2016 Toyota Prius
Toyota laid down targets for next-generation batteries and power semiconductors.
In the case of batteries, the Japanese carmaker would like to see a lot more energy dense cells - 600-800 Wh/l and 2-4 kW/l. That would be a few times more energy in the same size than current technology according to the graph, although power output will not be as important.
Another step could be metal-air batteries at over 1,000 Wh/l.
10% efficiency gains and significant volume reduction is expected from silicon power semiconductors.
"Improving electrified powertrains
- Developing next-generation models based on hybrid technologies, which encompass all of the component technologies necessary for the development of environment-friendly cars and which facilitate the use of different fuel combinations.

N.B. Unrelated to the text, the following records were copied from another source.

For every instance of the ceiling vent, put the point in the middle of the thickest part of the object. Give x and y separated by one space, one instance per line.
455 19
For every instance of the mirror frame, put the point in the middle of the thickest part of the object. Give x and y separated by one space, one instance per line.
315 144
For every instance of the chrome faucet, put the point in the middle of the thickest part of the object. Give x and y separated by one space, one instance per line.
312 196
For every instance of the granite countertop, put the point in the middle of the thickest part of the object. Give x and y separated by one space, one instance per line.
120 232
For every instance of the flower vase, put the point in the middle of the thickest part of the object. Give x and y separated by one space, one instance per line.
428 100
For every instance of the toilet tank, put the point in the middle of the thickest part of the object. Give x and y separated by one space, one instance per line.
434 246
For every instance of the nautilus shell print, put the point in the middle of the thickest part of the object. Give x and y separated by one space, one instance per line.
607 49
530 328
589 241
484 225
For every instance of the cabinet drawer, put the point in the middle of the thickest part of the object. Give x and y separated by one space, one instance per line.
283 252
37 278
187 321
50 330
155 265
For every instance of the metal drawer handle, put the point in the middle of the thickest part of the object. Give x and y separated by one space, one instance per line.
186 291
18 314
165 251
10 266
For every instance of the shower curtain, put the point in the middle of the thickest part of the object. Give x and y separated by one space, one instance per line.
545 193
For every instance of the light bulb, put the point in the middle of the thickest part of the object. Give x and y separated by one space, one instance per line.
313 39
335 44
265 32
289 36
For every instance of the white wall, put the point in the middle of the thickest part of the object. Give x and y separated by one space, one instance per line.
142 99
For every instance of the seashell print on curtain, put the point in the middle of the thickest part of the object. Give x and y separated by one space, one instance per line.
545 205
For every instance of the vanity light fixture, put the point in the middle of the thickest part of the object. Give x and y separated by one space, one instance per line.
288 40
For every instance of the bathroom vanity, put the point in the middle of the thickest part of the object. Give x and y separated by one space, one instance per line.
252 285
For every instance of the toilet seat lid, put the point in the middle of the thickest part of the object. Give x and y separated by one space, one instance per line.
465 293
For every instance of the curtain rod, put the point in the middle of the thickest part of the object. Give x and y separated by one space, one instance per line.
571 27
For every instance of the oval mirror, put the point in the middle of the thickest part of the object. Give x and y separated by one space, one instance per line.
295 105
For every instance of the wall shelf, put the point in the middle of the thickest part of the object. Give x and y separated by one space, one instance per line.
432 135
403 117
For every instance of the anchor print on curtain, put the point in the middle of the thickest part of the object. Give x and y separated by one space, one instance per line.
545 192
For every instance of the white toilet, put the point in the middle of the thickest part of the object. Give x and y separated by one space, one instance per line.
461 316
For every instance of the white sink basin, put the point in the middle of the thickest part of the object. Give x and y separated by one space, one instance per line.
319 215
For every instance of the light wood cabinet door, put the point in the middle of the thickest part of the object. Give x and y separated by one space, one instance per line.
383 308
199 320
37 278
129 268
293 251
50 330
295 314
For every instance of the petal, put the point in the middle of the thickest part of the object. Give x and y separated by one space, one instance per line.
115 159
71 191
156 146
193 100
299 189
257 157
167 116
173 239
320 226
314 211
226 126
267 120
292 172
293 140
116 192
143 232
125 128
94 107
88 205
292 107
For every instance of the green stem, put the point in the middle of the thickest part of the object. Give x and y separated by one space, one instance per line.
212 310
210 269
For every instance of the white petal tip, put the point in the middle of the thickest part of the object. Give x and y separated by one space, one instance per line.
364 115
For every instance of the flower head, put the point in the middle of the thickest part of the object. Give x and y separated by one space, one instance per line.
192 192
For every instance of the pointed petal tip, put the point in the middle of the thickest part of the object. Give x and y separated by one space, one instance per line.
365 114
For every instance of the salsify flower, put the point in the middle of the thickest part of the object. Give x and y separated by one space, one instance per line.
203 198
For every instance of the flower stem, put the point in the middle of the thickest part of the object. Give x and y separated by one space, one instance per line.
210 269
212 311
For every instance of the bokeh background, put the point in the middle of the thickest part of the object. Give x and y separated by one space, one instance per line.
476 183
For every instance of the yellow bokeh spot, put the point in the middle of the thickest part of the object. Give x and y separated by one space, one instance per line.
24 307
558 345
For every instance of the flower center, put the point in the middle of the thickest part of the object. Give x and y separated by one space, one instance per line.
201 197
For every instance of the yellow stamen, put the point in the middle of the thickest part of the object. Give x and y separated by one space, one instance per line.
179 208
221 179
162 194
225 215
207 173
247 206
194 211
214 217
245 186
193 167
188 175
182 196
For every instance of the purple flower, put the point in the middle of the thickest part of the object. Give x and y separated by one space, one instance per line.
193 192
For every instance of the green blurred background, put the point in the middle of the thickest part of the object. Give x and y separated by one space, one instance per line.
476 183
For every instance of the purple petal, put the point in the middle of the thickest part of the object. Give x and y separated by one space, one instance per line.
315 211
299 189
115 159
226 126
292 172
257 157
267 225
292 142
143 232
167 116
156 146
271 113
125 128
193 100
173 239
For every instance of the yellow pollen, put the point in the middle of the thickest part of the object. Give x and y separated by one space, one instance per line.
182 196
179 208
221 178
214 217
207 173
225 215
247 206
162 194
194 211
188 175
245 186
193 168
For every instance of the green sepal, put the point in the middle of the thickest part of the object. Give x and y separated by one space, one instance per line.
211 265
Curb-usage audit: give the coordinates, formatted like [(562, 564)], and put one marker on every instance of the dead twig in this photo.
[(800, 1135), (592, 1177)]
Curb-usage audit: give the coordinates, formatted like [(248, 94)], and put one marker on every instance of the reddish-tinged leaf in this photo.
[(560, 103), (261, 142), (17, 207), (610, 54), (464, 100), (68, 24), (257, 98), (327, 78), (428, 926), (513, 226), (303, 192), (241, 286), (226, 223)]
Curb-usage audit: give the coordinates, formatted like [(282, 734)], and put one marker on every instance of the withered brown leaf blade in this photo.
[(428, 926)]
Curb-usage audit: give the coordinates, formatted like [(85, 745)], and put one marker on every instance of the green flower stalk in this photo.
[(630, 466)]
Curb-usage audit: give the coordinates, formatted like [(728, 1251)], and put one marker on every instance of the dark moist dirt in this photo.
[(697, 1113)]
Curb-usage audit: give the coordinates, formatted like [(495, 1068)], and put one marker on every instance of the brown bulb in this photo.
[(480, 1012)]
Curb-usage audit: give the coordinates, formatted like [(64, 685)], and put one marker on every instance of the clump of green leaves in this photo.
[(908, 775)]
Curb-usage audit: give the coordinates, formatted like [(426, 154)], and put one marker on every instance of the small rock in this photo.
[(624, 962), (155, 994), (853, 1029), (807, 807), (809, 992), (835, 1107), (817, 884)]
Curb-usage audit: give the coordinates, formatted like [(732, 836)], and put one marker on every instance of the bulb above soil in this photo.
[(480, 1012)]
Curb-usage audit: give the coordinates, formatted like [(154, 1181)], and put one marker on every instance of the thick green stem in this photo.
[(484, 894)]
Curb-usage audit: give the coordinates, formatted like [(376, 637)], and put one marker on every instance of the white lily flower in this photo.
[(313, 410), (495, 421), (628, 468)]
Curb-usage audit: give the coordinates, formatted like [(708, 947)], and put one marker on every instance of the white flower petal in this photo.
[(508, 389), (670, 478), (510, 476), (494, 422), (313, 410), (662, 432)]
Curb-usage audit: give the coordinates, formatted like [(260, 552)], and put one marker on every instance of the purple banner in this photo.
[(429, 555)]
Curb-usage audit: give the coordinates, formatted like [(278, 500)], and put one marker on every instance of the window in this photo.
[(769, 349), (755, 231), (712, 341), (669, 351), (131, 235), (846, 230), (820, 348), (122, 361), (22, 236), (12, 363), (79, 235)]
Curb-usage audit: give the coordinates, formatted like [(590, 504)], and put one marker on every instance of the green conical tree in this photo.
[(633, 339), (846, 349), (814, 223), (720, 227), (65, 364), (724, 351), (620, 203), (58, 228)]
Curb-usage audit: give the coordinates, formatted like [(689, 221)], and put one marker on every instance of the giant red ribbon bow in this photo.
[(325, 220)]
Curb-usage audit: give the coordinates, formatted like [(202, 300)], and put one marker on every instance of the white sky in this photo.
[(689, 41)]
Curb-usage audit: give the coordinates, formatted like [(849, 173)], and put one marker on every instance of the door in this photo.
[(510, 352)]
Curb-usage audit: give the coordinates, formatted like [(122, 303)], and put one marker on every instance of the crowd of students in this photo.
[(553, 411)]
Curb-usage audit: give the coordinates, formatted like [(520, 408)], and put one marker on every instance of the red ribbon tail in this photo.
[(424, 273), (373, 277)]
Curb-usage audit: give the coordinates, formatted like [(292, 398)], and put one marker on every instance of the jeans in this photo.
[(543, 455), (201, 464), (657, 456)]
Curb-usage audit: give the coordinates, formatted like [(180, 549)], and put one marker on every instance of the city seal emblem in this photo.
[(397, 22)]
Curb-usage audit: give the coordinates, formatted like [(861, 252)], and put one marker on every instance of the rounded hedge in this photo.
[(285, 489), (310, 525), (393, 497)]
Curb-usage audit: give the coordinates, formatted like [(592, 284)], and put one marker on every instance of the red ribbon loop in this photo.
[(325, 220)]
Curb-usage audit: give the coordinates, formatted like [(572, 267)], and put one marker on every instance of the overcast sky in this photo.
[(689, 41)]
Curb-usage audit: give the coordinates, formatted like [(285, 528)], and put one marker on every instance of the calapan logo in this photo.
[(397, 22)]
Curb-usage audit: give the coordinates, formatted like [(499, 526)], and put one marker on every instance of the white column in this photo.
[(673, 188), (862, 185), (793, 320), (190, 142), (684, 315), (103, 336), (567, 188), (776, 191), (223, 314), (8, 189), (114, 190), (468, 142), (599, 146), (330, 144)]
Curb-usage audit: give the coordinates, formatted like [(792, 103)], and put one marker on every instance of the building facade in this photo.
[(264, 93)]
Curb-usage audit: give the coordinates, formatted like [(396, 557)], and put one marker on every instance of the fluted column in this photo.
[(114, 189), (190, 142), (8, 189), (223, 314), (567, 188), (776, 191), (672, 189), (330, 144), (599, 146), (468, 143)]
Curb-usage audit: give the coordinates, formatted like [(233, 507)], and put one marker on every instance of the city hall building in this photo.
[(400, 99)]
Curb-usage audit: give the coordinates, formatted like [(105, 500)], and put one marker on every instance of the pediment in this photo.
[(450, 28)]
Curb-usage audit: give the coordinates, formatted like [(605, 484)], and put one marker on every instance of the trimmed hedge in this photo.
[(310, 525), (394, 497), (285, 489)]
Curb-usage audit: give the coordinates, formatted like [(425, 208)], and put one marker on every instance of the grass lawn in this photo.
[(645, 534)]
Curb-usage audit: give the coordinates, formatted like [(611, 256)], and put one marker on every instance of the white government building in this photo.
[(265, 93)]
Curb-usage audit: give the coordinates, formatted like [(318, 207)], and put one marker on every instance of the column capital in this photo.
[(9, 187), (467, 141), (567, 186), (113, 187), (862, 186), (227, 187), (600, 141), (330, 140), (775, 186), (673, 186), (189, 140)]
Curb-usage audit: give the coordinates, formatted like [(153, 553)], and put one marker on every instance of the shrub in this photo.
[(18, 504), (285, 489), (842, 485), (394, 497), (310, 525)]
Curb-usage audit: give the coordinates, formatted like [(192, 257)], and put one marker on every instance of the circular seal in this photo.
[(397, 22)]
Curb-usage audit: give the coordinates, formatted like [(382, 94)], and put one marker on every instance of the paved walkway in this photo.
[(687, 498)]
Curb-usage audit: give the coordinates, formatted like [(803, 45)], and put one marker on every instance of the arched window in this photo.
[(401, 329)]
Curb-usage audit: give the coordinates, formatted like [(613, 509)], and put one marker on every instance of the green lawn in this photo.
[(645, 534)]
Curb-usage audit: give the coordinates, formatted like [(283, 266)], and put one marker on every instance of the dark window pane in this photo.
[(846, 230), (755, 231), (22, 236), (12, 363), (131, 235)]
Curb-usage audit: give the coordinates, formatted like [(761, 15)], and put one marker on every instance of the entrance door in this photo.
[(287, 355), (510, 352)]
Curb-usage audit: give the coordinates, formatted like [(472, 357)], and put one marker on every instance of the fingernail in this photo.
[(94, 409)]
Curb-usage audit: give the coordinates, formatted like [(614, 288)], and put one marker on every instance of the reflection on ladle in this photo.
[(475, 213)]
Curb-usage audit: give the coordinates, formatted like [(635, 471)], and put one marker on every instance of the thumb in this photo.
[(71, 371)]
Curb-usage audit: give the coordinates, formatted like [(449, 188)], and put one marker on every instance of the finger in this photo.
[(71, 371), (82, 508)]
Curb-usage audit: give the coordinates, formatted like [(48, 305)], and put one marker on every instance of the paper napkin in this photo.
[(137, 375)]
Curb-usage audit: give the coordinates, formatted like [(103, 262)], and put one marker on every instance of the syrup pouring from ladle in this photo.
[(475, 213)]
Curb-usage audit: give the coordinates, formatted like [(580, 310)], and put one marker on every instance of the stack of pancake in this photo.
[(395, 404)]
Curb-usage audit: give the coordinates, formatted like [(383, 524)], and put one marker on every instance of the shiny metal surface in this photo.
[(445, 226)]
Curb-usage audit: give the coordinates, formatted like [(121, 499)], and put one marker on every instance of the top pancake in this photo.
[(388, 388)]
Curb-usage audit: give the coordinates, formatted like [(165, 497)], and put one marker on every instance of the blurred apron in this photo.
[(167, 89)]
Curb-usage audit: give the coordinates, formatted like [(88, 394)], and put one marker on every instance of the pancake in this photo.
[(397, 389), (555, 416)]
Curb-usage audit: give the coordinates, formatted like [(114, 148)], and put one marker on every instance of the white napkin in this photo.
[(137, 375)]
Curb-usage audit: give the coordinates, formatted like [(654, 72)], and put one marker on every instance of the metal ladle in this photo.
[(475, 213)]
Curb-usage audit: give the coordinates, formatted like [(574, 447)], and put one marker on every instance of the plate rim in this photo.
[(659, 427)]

- Pushing for further advances related to electrified powertrains in order to develop next-generation models; promoting development of next-generation batteries, such as solid-state batteries that have higher energy density, easier increase in voltage and excellent high-temperature durability, in order to improve the range of EVs and the electric range of PHVs
- Promoting the downsizing and improvement of power control units in hybrids and PHVs, etc.; focusing development resources on the commercial application of silicon carbide power semiconductors (jointly developed with Denso Corporation and Toyota Central R&D Labs., Inc.) that can improve the fuel efficiency of hybrids by 10 percent."